Le 9 janvier 2022, des fusillades ont eu lieu dans diverses parties d’Aldama. Dans le village de Xuxch, le Tsotsil Javier Hernández de la Torre a été victime d’un tir d’arme à feu alors que lui et sa famille se rendaient à sa plantation de café. Javier Hernández de la Torre est membre des bases de soutien de l’Armée Zapatiste de Libération Nationale (EZLN). Il est actuellement en convalescence à l’hôpital après avoir reçu une balle dans la tête.

Le 10 janvier 2022, un jeune autochtone, Lorenzo Gómez Ruiz, est mort d’une blessure par balle dans la communauté de Stzelejpotobtik alors qu’il recevait des soins médicaux à l’hôpital de San Cristóbal de las Casas. Le même jour, vers 1 h du matin, un groupe d’environ 15 personnes cagoulées et armées est entré dans la communauté autonome du 16 Febrero, située dans la municipalité d’Ocosingo. Le groupe armé a agressé physiquement un mineur et a forcé une femme de la communauté, Hilaria Hernández Gómez, à quitter sa maison avec son fils de 3 ans, Tomas López Hernández. Bien que Mme Hernández et ses trois enfants aient été retrouvés plus tard sains et saufs, des organisations locales signalent que le groupe armé est toujours positionné sur les terres de la communauté.

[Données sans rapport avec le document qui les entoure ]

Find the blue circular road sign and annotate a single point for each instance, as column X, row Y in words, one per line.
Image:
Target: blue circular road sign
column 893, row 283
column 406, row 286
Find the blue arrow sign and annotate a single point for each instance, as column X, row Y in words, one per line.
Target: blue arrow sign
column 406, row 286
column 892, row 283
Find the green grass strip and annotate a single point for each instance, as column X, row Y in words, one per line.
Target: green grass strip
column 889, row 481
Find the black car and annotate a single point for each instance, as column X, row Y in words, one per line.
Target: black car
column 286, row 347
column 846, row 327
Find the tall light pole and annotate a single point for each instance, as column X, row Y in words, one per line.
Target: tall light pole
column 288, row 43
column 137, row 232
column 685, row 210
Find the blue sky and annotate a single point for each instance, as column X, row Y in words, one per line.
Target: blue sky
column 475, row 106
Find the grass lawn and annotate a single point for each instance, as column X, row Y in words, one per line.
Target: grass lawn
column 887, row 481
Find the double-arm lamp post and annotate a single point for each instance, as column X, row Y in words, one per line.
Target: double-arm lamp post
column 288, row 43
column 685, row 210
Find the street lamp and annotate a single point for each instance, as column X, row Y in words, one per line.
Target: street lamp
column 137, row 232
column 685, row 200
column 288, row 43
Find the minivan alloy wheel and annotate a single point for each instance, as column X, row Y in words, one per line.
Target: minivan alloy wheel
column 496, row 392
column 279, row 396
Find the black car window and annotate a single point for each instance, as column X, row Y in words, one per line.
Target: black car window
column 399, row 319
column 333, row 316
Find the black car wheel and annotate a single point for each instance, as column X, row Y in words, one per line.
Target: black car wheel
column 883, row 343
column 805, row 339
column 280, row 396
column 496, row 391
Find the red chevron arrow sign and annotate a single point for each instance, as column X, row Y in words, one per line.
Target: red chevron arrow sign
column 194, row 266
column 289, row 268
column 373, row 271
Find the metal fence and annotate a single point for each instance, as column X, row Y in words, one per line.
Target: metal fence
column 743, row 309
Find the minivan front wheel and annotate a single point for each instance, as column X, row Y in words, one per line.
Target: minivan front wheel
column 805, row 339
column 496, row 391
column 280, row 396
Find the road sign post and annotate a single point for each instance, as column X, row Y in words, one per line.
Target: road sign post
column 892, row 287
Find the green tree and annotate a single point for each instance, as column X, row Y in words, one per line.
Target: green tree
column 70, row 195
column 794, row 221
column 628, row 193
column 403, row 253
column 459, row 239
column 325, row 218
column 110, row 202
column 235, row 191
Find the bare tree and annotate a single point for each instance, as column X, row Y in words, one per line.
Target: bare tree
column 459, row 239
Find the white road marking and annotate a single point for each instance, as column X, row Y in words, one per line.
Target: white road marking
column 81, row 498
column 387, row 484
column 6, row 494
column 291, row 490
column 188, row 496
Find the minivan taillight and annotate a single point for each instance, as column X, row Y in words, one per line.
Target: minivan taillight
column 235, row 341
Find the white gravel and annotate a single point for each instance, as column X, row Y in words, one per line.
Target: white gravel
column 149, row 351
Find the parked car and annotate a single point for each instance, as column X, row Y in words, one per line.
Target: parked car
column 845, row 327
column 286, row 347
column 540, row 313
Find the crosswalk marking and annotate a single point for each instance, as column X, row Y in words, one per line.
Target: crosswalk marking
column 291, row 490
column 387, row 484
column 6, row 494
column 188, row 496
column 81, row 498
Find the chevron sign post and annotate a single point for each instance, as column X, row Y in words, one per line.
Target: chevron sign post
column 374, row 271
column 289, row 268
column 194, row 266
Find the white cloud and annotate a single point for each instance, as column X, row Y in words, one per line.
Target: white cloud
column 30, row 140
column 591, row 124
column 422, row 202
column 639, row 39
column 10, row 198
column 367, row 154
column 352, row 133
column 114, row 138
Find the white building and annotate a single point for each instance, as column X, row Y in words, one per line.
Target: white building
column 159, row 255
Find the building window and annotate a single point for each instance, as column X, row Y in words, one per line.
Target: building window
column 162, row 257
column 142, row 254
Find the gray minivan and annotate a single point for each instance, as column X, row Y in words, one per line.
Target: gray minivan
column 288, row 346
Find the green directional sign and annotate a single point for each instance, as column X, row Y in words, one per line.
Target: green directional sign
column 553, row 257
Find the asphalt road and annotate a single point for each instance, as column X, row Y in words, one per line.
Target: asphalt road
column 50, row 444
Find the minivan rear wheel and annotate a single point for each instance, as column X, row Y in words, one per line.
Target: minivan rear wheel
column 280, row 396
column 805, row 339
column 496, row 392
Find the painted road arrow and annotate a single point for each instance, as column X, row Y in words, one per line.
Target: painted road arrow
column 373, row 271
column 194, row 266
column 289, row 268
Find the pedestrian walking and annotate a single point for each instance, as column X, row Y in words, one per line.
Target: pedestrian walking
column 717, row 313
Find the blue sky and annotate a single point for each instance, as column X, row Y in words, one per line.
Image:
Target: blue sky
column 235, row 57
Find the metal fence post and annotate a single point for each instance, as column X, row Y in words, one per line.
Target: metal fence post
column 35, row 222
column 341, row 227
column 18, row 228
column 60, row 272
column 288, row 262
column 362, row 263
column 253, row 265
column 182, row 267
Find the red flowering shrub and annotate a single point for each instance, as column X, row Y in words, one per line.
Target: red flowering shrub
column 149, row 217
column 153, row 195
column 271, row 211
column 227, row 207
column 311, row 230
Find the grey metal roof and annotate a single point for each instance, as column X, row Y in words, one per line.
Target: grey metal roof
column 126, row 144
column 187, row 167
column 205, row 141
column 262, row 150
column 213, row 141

Les communautés autochtones de l’État du Chiapas qui ont été attaquées lors de ces événements défendent pacifiquement leurs droits collectifs au territoire, à l’autonomie et à l’autodétermination. Ces droits sont défendus collectivement par les pratiques qui construisent leur autodétermination. Les attaques armées contre ces communautés constituent une tentative de nuire au tissu communautaire et à l’engagement collectif de protéger leurs droits.

Les organisations soussignées s’opposent à ces niveaux élevés de violence contre les défenseur-ses des droits des autochtones dans l’État du Chiapas, en particulier dans les municipalités d’Aldama, Ocosingo, Chalchihuitán, Chenalhó, Chilón et Pantelhó, et elles réitèrent leurs préoccupations face au climat d’impunité et à l’absence de conditions sécuritaires adéquates pour ces formes communautaires de défense des droits humains dans l’État du Chiapas.

Nous appelons les autorités fédérales et étatiques à clarifier ces nouveaux actes de violence, à mener une enquête avec toute la vigilance due afin de traduire les responsables devant la justice de manière expéditive, et à veiller à ce que les communautés de défenseur-ses puissent vivre dans un environnement sûr pour défendre et exercer leurs droits humains collectifs et individuels.